CKNW Editorial
for July 26, 1999

As the time approaches that the disclosure of the evidence in support of the search warrant used at Premier Clark’s home comes closer, it’s time to make sure we can all walk and chew gum at the same time.

To start with, I haven’t the faintest idea what the documents behind these warrants say. If I were to guess, it would have something to do with whether or not Premier Glen Clark paid Dimitrios Pilarinos full measure for work done on his house. But that’s just a guess. It could be anything and it could be something completely innocent as far as the premier is concerned.

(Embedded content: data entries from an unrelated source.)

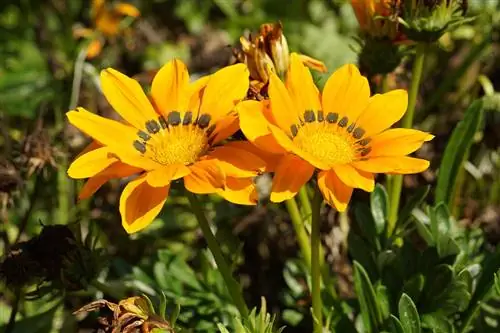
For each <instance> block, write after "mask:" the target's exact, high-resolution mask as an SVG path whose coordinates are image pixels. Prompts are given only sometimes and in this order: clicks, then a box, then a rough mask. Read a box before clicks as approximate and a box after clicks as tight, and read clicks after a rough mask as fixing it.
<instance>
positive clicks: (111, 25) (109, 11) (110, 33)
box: [73, 0, 140, 59]
mask: <svg viewBox="0 0 500 333" xmlns="http://www.w3.org/2000/svg"><path fill="white" fill-rule="evenodd" d="M139 15H140V12H139V10H138V9H137V8H136V7H134V6H133V5H131V4H129V3H122V2H118V3H116V4H111V5H110V4H107V3H106V1H105V0H93V1H92V9H91V14H90V16H91V20H92V23H93V25H94V27H93V28H92V29H89V28H76V29H74V32H73V33H74V35H75V37H84V38H90V39H91V42H90V44H89V46H88V49H87V59H91V58H94V57H96V56H97V55H99V54H100V53H101V50H102V46H103V45H104V41H105V38H110V37H114V36H117V35H118V34H119V33H120V31H121V30H120V24H121V22H122V19H123V17H124V16H129V17H138V16H139Z"/></svg>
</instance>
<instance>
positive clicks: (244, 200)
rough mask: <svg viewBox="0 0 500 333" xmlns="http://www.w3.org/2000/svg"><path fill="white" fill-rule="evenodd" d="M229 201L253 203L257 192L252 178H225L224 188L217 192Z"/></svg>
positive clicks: (238, 202)
mask: <svg viewBox="0 0 500 333" xmlns="http://www.w3.org/2000/svg"><path fill="white" fill-rule="evenodd" d="M217 193H218V194H219V195H220V196H222V197H223V198H224V199H226V200H227V201H229V202H232V203H234V204H238V205H255V204H257V202H258V199H259V198H258V194H257V190H256V188H255V184H254V183H253V180H252V178H234V177H228V178H226V185H225V187H224V190H222V191H219V192H217Z"/></svg>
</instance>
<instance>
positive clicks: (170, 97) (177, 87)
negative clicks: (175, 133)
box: [151, 59, 196, 119]
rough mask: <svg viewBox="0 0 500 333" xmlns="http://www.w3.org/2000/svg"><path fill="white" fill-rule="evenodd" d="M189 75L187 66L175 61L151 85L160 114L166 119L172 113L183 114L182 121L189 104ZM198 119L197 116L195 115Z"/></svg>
mask: <svg viewBox="0 0 500 333" xmlns="http://www.w3.org/2000/svg"><path fill="white" fill-rule="evenodd" d="M189 89H190V87H189V73H188V70H187V68H186V65H185V64H184V63H183V62H182V61H180V60H178V59H174V60H172V61H169V62H168V63H167V64H166V65H164V66H163V67H162V68H161V69H160V70H159V71H158V73H156V75H155V77H154V79H153V83H152V84H151V96H152V98H153V100H154V103H155V105H156V107H157V108H158V110H159V111H160V113H162V114H163V115H164V116H165V117H166V116H167V115H168V114H169V113H170V111H178V112H180V113H181V119H182V118H183V117H184V113H185V112H186V111H188V110H187V108H188V103H189V97H190V95H189V93H190V90H189ZM193 116H194V118H195V119H196V115H193Z"/></svg>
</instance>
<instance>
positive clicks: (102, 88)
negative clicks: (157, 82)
mask: <svg viewBox="0 0 500 333" xmlns="http://www.w3.org/2000/svg"><path fill="white" fill-rule="evenodd" d="M101 85H102V91H103V93H104V95H105V96H106V99H107V100H108V102H109V104H111V106H112V107H113V109H115V111H116V112H118V114H120V116H122V117H123V119H125V120H126V121H127V122H129V123H130V124H131V125H133V126H134V127H136V128H138V129H142V130H145V128H146V122H147V121H149V120H156V119H157V118H158V115H157V114H156V112H155V110H154V108H153V106H152V105H151V103H150V102H149V99H148V98H147V97H146V94H144V91H143V90H142V88H141V86H140V85H139V82H137V81H136V80H134V79H131V78H129V77H128V76H126V75H124V74H122V73H120V72H118V71H116V70H114V69H112V68H108V69H105V70H103V71H102V72H101Z"/></svg>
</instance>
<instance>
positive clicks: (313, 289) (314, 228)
mask: <svg viewBox="0 0 500 333" xmlns="http://www.w3.org/2000/svg"><path fill="white" fill-rule="evenodd" d="M322 203H323V197H322V196H321V193H320V192H319V189H318V188H315V191H314V198H313V202H312V221H311V289H312V306H313V310H312V311H313V316H314V318H313V321H314V333H321V332H322V331H323V309H322V308H323V306H322V304H321V237H320V236H321V235H320V210H321V204H322Z"/></svg>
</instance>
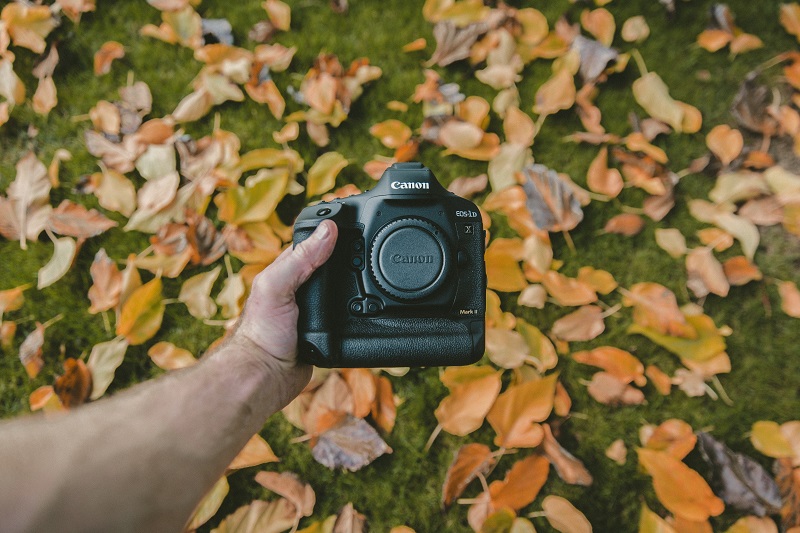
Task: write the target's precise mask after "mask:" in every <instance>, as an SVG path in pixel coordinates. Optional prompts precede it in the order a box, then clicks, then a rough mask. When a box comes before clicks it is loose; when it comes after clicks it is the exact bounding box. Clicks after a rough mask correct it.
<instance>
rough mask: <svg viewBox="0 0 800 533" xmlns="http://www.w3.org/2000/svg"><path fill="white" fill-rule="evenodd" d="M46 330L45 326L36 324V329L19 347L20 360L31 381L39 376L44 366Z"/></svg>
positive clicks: (28, 335)
mask: <svg viewBox="0 0 800 533" xmlns="http://www.w3.org/2000/svg"><path fill="white" fill-rule="evenodd" d="M44 330H45V326H44V325H43V324H40V323H39V322H37V323H36V329H34V330H33V331H31V332H30V333H29V334H28V336H27V337H25V340H24V341H22V344H20V345H19V360H20V361H21V362H22V366H24V367H25V372H27V374H28V377H29V378H30V379H33V378H35V377H36V376H38V375H39V371H40V370H41V369H42V367H43V366H44V360H43V359H42V346H44Z"/></svg>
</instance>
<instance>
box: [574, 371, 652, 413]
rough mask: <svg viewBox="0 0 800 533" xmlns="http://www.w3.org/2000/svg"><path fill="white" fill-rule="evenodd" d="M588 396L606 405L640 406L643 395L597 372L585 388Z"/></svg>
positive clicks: (598, 372)
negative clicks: (629, 405)
mask: <svg viewBox="0 0 800 533" xmlns="http://www.w3.org/2000/svg"><path fill="white" fill-rule="evenodd" d="M587 390H588V392H589V395H590V396H591V397H592V398H594V399H595V400H597V401H598V402H600V403H603V404H607V405H641V404H643V403H644V394H643V393H642V391H640V390H639V389H636V388H634V387H631V386H630V385H628V384H627V383H625V382H624V381H622V380H620V379H619V378H616V377H614V376H612V375H611V374H609V373H608V372H597V373H596V374H595V375H594V376H592V381H591V382H590V383H589V386H588V388H587Z"/></svg>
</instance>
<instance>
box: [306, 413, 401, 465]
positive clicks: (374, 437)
mask: <svg viewBox="0 0 800 533" xmlns="http://www.w3.org/2000/svg"><path fill="white" fill-rule="evenodd" d="M391 452H392V449H391V448H390V447H389V446H388V445H387V444H386V443H385V442H384V441H383V439H381V438H380V436H379V435H378V433H377V432H376V431H375V430H374V429H373V428H372V426H370V425H369V424H367V423H366V422H365V421H364V420H362V419H360V418H356V417H354V416H351V415H347V416H346V417H345V419H344V420H342V421H341V422H340V423H339V425H337V426H335V427H333V428H331V429H329V430H328V431H326V432H325V433H323V434H322V435H320V437H319V440H318V441H317V443H316V445H315V446H314V448H313V449H312V450H311V454H312V455H313V457H314V459H315V460H316V461H317V462H318V463H320V464H322V465H324V466H327V467H328V468H330V469H334V468H344V469H345V470H349V471H350V472H355V471H357V470H360V469H361V468H363V467H365V466H367V465H368V464H370V463H371V462H372V461H374V460H375V459H377V458H378V457H380V456H381V455H383V454H385V453H391Z"/></svg>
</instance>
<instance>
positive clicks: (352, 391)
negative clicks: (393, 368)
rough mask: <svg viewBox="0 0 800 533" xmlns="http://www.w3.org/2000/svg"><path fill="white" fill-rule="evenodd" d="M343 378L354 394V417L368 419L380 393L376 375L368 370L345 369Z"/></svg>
mask: <svg viewBox="0 0 800 533" xmlns="http://www.w3.org/2000/svg"><path fill="white" fill-rule="evenodd" d="M342 377H344V380H345V381H346V382H347V386H348V387H350V392H351V393H352V394H353V416H356V417H358V418H364V417H366V416H367V415H368V414H369V413H370V411H371V409H372V403H373V402H374V401H375V396H376V394H377V393H378V388H377V384H376V382H375V381H376V380H375V374H373V373H372V372H370V371H369V370H368V369H366V368H343V369H342Z"/></svg>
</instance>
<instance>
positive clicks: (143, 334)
mask: <svg viewBox="0 0 800 533" xmlns="http://www.w3.org/2000/svg"><path fill="white" fill-rule="evenodd" d="M161 286H162V283H161V278H154V279H152V280H150V281H149V282H147V283H145V284H144V285H142V286H141V287H139V288H137V289H136V290H134V291H133V293H131V295H130V296H128V298H127V300H126V301H125V304H124V305H123V306H122V312H121V313H120V316H119V321H118V322H117V335H122V336H123V337H125V338H126V339H127V341H128V342H129V343H130V344H132V345H134V346H135V345H137V344H142V343H143V342H145V341H147V340H148V339H150V338H151V337H153V335H155V334H156V332H157V331H158V330H159V328H160V327H161V320H162V319H163V318H164V302H163V299H162V296H161Z"/></svg>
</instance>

We’ll all just have to wait and see.

But where it all gets tricky may apply to these writs or not but where it certainly will apply is when Conflicts of Interest Commissioner H.A.D. Oliver makes his report.

The trouble is there are at least three standards by which conflicts of interest are judged.

First, there is the ethical standard, the one I prefer. It says that my law firm, acting for one party, cannot do any work, even through another partner, for someone adverse in interest. That is the standard by which most lawyers when I practiced governed themselves but now big firms of lawyers, accountants, engineers and the like build what they call “Chinese Walls” between their partners and pretend that it’s quite OK for Blatz and Company to act for, say, B.C. Hydro and the Provincial government when their interests may be in conflict, as for example in fights over power rates, or Kemano II and things like that. I understand how complicated the world is these days but to me this is plainly wrong, though the Law Society which can always put on its blinkers when it deems it more comfortable to do so, turns a blind eye to these things, especially when if Blatz and company is a big firm full of QCs and senior lawyers.

Before there was a code, for which Mike Harcourt is to be heartily commended, then Commissioner Ted Hughes found then Premier Bill Vander Zalm guilty of a conflict of interest in his dealings with an offshore billionaire and the president of Petrocan for his own personal affairs.

Then there is the standard set by the legislature in its Conflicts of Interest rules. These are, for want of a better expression, of a more serious nature than those that are merely unethical. They are unethical too, but the test may be a bit higher and it is codified. For all that, the mere appearance of a conflict is sufficient. Premier Mike Harcourt is to be commended for that and it was he who applied that test to Dan Miller who as Forests Minister had some residual right to return to work at a mill for which he had given, along with others, a benefit.

Finally there is the Criminal Code of Canada which sets out conflicts of interest which go beyond the merely ethical or legislative standards into the realm of criminality. The sections involved are complicated and contain many escape hatches. As a broad statement, they talk about conferring a benefit, which leads to the granting of a privilege to the grantor of that privilege.

Here’s where the walking and chewing gum at the same time comes in.

Bill Vander Zalm was found guilty of a conflict by Commissioner Hughes, was charged with a crime and later acquitted. Even though he crowed that his acquittal in court exonerated him he was no less guilty of a conflict because the standards are very different. Under the criminal code not only must there be the conflict, there must be a reward for the person who granted the benefit and it must be shown, beyond a reasonable doubt, that the reward led to the prize.

The facts in the Clark case are not yet known. Judging by the questions put, and the strange weasel worded answers given by Mt Clark and his high priced at public expense lawyer, I think we can say that Dimitrios Pilarinos, an applicant for a gaming license did work on the Premier’s home and did not charge him the labour and did similar work without charge on the Premier’s summer cottage. It also seems evident on the timeline that Mr Pilarinos work was done at a time he had a gaming licence application before cabinet.

That certainly breaches the ethical line I spoke of first. I find it most difficult to imagine how it does not violate the legislature’s conflict rules especially if the standard is that there must not even be the appearance of a conflict.

Whether the Premier’s conduct, if proved to be as I suspect it to be, violates the Criminal Code of Canada I can offer no opinion on save to say this – and this is the crux of it – a breach of conflict of interest ethics and written rules can be blatant and sufficiently serious to require a resignation without it being contrary to the Criminal Code of Canada. That is the Vander Zalm case and it may well prove to be the Glen Clark case as well.

In short Glen Clark, in order to be guilty of a conflict of interest, need not be found guilty under the Criminal Code and indeed could even be acquitted, but must be in breach of the guidelines set down by the legislature, a determination that will be made by Mr Oliver.